Compression mechanism 2 is located in housing, and compression mechanism 2 includes the first cylinder 20 and the second cylinder 21, the first cylinder 20
First air intake passage is connected with the first air intake duct 11, and the second cylinder 21 is provided with the second air intake passage 210 and the 3rd air intake passage
211, the second air intake passage 210 is connected with the second air intake duct 12, is connected between the second air intake passage 210 and the 3rd air intake passage 211
It is connected to interface channel 22.It is understood that compression mechanism 2 also includes the elements, compressor 100 such as bent axle 6, piston 4 and slide plate 5
The element also including motor etc., the rotor of motor is located on bent axle 6 to drive bent axle 6 to rotate, in the cylinder chamber of the first cylinder 20 and
Piston 4 is respectively equipped with the cylinder chamber of the second cylinder 21, each piston 4 coordinates with slide plate 5, two pistons 4 are enclosed within song outward respectively
On axle 6 rotation is driven with by bent axle 6.

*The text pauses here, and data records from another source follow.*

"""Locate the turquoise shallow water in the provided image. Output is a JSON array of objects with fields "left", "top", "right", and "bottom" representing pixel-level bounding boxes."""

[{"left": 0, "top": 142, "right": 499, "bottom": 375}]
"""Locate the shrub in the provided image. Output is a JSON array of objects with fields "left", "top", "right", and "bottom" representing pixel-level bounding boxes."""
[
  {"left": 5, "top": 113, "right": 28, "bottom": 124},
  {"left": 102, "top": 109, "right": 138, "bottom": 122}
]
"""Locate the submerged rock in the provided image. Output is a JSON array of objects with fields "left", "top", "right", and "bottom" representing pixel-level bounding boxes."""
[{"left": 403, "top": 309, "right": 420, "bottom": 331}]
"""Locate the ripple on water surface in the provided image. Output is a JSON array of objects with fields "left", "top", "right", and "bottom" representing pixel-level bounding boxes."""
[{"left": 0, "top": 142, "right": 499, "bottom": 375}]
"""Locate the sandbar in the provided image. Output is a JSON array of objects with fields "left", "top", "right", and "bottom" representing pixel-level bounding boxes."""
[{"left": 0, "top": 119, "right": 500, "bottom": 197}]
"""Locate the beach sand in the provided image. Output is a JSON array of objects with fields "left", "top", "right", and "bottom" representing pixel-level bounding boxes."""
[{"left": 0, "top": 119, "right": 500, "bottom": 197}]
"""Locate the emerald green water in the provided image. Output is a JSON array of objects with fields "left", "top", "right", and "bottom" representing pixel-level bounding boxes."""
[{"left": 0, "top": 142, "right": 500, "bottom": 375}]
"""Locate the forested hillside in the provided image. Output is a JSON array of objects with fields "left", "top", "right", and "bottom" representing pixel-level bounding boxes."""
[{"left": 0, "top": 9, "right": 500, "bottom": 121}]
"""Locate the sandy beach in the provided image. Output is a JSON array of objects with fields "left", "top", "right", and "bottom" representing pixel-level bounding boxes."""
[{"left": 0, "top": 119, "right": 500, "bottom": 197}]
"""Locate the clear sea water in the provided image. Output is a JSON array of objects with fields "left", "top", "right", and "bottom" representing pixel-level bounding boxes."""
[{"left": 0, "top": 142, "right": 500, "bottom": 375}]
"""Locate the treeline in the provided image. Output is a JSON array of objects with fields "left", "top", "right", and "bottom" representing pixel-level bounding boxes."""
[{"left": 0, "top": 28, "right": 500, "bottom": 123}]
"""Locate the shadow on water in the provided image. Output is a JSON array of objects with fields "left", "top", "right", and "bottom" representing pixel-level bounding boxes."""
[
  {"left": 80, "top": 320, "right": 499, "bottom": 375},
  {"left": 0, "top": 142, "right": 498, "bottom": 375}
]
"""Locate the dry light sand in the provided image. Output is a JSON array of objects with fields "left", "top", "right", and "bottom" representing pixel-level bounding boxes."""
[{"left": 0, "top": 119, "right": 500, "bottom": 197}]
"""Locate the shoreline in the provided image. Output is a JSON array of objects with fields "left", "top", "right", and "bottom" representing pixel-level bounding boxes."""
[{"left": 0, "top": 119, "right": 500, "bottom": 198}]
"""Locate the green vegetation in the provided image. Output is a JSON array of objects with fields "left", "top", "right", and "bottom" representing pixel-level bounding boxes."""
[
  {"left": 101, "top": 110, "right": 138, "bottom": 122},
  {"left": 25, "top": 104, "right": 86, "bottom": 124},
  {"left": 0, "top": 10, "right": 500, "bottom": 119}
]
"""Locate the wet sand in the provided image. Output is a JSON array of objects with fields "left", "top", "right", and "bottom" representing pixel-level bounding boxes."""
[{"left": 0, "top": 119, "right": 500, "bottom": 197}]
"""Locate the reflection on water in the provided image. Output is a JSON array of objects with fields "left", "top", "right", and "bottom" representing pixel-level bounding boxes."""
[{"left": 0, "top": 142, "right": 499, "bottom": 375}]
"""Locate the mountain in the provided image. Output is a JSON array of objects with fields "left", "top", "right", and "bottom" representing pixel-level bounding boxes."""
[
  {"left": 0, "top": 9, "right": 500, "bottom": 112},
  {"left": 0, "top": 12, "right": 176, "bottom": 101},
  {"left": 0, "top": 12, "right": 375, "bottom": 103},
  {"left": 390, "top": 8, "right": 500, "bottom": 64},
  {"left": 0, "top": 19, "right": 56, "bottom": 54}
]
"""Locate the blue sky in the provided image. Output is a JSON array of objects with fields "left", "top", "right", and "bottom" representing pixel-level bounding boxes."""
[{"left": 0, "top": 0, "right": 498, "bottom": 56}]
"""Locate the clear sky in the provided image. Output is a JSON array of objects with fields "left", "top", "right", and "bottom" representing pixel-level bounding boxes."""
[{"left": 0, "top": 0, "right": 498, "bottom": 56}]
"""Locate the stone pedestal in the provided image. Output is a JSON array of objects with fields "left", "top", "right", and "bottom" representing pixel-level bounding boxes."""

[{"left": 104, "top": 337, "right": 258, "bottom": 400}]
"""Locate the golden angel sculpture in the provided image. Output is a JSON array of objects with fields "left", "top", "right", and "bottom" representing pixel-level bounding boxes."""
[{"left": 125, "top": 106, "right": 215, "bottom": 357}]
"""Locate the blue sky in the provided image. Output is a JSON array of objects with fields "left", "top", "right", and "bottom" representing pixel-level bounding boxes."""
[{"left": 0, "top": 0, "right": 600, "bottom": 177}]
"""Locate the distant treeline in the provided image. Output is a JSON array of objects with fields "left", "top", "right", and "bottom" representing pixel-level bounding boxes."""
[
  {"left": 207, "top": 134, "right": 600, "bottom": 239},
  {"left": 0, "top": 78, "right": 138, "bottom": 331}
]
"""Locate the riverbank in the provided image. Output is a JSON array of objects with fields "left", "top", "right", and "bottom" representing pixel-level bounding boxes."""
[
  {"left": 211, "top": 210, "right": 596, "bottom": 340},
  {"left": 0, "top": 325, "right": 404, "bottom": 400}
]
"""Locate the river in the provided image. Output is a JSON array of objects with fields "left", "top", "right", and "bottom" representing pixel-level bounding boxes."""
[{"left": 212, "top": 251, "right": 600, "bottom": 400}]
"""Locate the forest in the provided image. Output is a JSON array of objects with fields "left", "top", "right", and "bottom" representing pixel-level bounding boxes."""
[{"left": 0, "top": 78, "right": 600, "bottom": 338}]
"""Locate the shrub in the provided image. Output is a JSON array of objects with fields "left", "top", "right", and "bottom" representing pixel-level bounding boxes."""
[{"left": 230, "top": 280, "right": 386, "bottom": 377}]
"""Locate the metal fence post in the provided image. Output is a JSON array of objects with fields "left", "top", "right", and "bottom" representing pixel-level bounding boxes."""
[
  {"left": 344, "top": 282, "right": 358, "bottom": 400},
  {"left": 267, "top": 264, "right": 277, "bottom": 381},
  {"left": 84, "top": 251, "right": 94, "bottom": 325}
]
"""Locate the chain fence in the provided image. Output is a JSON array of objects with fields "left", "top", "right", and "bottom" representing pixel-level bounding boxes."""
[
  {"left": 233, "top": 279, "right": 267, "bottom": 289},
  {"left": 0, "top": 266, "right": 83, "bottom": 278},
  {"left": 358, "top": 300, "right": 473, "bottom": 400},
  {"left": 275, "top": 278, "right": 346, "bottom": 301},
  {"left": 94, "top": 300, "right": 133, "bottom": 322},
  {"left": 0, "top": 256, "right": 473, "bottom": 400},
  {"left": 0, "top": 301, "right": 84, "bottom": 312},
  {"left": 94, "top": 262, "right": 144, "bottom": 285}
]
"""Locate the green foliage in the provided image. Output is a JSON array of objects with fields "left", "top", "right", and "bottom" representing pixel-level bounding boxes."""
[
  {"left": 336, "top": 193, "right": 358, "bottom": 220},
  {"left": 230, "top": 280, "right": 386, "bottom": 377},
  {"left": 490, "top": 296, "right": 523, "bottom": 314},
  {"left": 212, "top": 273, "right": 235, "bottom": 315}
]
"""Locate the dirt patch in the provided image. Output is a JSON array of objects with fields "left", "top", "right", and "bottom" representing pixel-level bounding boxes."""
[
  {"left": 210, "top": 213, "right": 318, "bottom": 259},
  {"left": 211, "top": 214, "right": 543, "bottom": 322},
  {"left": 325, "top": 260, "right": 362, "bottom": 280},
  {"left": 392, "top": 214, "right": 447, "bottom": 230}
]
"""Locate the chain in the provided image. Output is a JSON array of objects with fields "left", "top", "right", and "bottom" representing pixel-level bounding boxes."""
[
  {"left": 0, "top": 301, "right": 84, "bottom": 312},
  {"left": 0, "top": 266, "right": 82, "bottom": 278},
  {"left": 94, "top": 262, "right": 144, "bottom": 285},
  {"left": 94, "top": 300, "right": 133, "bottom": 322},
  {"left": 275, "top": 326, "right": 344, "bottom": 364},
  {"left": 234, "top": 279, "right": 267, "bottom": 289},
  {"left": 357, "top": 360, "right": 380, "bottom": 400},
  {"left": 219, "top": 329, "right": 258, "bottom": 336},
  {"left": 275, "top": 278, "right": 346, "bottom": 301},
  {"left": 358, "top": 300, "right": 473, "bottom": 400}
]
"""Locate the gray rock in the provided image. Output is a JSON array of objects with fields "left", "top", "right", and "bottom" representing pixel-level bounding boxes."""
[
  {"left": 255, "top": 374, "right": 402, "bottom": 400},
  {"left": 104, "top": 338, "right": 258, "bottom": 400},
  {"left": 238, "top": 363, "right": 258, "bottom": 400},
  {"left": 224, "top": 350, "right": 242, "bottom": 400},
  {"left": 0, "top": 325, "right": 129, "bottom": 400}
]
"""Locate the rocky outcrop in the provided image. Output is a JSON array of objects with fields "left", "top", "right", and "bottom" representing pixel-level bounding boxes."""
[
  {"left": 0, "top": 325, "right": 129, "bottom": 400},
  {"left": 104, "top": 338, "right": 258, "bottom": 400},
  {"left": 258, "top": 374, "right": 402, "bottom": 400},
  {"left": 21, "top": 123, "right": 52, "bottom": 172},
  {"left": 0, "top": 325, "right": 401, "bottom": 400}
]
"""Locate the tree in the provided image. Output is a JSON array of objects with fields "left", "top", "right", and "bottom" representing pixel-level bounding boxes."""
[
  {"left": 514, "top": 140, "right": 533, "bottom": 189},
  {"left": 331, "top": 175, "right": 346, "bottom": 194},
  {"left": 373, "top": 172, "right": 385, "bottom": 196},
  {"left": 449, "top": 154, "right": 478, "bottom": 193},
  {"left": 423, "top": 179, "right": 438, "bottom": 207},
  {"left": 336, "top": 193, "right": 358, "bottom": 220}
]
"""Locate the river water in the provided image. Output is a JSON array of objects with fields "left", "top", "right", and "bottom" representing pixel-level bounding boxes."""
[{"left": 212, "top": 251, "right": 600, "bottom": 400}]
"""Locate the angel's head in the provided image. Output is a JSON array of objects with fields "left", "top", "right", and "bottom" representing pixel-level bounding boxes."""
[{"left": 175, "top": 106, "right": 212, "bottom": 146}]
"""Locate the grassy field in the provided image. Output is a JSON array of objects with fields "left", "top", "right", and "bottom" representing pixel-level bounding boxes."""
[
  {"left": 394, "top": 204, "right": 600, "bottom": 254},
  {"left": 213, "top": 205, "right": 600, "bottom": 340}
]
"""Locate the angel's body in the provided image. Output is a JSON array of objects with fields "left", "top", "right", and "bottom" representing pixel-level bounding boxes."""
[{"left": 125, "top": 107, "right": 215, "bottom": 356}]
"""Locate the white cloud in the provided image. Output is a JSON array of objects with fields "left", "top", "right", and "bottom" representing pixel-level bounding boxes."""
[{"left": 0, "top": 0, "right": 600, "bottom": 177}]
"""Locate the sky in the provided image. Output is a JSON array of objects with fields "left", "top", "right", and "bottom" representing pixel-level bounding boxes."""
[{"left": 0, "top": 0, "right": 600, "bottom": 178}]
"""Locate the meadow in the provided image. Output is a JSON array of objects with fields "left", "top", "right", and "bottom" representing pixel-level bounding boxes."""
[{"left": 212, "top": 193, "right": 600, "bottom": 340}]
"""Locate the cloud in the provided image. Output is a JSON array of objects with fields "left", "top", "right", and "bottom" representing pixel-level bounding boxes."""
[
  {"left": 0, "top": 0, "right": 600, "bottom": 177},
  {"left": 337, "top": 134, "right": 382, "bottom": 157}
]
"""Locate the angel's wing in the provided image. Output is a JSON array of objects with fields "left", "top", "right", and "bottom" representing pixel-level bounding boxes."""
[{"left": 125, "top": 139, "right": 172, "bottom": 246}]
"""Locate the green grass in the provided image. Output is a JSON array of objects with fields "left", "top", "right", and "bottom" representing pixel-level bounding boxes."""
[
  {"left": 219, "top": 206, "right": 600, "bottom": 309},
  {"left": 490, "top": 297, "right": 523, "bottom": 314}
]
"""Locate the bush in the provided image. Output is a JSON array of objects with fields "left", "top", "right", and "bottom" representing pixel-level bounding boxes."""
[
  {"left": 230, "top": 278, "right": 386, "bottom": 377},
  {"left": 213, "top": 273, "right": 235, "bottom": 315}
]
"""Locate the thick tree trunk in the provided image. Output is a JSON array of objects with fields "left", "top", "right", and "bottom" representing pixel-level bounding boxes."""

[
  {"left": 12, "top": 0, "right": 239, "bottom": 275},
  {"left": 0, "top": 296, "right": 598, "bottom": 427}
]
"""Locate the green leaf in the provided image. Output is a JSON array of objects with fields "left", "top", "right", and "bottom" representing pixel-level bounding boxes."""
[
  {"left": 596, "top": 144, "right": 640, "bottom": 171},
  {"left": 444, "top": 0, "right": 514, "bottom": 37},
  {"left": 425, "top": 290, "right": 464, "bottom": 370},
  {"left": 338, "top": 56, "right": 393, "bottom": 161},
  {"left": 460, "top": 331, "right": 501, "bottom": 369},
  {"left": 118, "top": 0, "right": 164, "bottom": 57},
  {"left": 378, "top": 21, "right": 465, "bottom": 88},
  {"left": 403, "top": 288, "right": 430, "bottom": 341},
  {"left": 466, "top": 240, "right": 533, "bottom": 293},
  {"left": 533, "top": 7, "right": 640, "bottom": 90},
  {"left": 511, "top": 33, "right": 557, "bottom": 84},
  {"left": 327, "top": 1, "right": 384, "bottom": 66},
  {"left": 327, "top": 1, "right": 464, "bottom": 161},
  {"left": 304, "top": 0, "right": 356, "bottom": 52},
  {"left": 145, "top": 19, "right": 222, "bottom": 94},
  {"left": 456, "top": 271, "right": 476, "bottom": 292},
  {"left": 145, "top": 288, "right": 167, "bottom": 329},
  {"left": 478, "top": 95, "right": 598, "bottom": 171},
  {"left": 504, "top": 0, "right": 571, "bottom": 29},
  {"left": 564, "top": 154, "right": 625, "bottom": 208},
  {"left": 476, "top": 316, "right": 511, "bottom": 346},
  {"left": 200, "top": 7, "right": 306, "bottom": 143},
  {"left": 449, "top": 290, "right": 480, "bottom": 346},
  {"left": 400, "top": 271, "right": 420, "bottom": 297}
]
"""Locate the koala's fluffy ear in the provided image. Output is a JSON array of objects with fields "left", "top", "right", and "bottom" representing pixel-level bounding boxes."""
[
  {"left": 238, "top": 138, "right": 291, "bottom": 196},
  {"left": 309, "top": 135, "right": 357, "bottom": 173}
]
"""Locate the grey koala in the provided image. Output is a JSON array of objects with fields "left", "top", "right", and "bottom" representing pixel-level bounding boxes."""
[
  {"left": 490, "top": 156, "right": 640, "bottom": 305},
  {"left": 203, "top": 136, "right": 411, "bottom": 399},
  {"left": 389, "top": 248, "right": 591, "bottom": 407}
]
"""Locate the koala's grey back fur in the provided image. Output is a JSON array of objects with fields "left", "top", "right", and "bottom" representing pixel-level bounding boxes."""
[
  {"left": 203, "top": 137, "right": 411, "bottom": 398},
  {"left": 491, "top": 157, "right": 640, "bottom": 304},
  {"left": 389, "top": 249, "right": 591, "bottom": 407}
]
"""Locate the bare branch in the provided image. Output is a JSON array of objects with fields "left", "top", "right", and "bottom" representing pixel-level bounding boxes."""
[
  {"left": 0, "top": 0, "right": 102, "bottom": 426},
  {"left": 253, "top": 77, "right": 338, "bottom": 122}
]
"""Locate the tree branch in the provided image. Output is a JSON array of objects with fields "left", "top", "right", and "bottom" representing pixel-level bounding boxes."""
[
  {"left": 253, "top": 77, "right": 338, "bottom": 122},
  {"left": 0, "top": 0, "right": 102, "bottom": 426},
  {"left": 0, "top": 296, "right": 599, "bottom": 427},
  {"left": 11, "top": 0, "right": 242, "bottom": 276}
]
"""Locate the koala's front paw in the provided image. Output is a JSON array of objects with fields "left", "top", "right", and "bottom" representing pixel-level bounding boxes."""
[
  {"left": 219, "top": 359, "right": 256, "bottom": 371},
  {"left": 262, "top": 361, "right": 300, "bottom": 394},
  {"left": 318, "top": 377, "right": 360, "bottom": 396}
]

By-passing valve 3 is used to control the break-make of interface channel 22, that is to say, that by-passing valve 3 can control interface channel 22 to turn on,
Now the second air intake passage 210 is connected with the 3rd air intake passage 211 by interface channel 22;By-passing valve 3 can also control connection
Passage 22 is closed, and not on-state is now between the second air intake passage 210 and the 3rd air intake passage 211.
The interior side port of by-passing valve 3 is connected with the cylinder chamber of the second cylinder 21, and the exterior side port of by-passing valve 3 passes through valve body group
Part is connected with two connecting line switchings, and one of connecting line is connected with blast pipe 10, another connecting line and first
The air intake duct 12 of air intake duct 11 or second is connected.Specifically, the pressure of the interior side port of by-passing valve 3 is the cylinder of the second cylinder 21
The pressure in chamber, the pressure of the exterior side port of by-passing valve 3 can switch to pressure at expulsion or switch to the pressure of inspiration(Pi) of the first cylinder 20
The pressure of inspiration(Pi) of the second air intake passage 210 of power or the second cylinder 21.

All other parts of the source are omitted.